Please take a look at Part One of this blog entry!
How long can it possibly take – continued 21/01/12
Apart from exposing a wall that looked like a wall at ground level, when exposing it we discovered there wasn’t a wall below it anyway. Add to that a week of some of the foulest weather imaginable, well enough of all that!
Ian Miles worked with me at Infiltration for many years and thankfully he was the guy who did the entire breakdown and installation for me almost unaided.
It’s impossible to predict what’s below the ground when an existing system has to be removed before a new one can be installed and this was no exception, some parts of this were a doddle and others were pigs!

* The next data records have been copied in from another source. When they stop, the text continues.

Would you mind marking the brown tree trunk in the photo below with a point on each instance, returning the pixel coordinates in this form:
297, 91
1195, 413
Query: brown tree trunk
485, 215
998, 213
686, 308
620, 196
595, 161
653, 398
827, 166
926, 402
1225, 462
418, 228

The ‘doddle’ shown here was that it only took the depth of three concrete blocks as a base for Eric Three to give us perfect water level to the millimetre.
The ‘pig’ was the special fitting seen on the right that had to be hand-fabricated in order to give us the correct angle and correct level in order to get water supply from the 6” outlet of the vortex into the 4” inlet of Eric.

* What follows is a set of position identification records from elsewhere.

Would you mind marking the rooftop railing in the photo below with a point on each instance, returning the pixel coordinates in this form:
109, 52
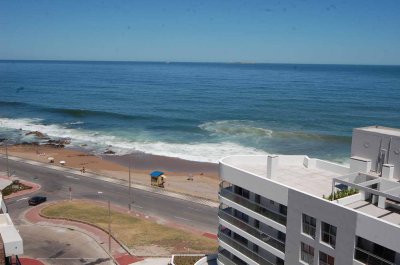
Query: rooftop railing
266, 238
369, 258
243, 249
253, 206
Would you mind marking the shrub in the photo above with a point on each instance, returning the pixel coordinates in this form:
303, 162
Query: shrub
341, 194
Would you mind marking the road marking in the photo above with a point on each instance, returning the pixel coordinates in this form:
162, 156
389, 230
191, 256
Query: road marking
72, 177
177, 217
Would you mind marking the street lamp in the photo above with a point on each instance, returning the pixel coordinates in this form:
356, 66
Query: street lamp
109, 223
7, 163
130, 187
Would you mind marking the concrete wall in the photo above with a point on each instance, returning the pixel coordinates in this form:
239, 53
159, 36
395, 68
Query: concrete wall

The 90-degree bend in brown soil pipe is the 4” waste line taken directly to the sewer.
A clearer view of the 4” waste from Eric, the existing drain line from the vortex unit to the sewer was retained and one of the filter chamber drains has been used for the system overflow to the sewer.

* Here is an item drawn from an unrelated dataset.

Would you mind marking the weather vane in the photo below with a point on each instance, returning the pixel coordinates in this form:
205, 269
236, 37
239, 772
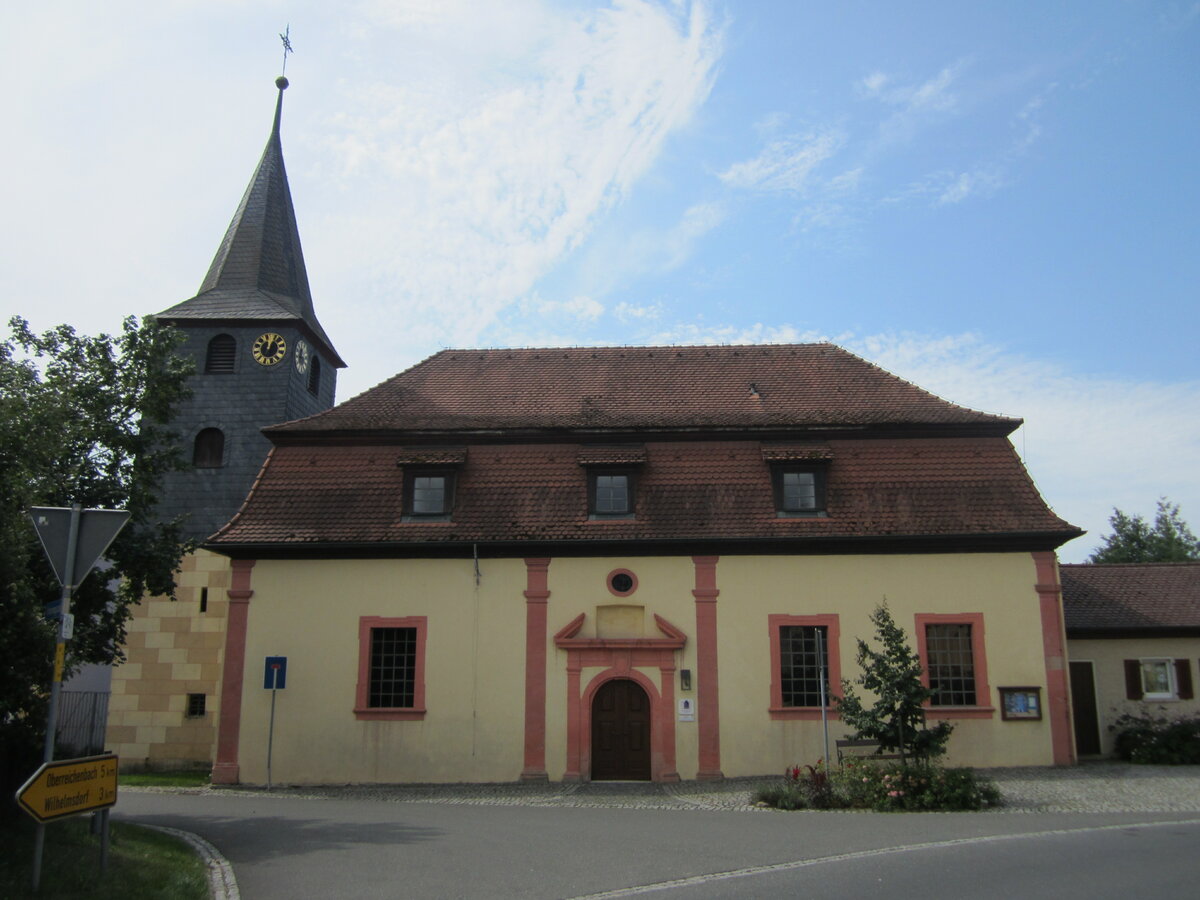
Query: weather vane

Bearing in mind the new unit is 12” above the old base of the original filter there’s now less than 50% of the space being taken up by the Eric unit.
There are four EricMat blocks running this system and a quick calculation tells me that if the 48 individual sheets in question were stacked on top of one another, this would represent a block measuring 500mm x 190mm x 912mm or 20” x 7.5” x 35” only.
To compare this volume with the volume taken up by the media removed from the two boxes earlier it represents about 10%!
AND for the first time in 15 years, this Koi pond will now become a ‘proper’ Koi pond!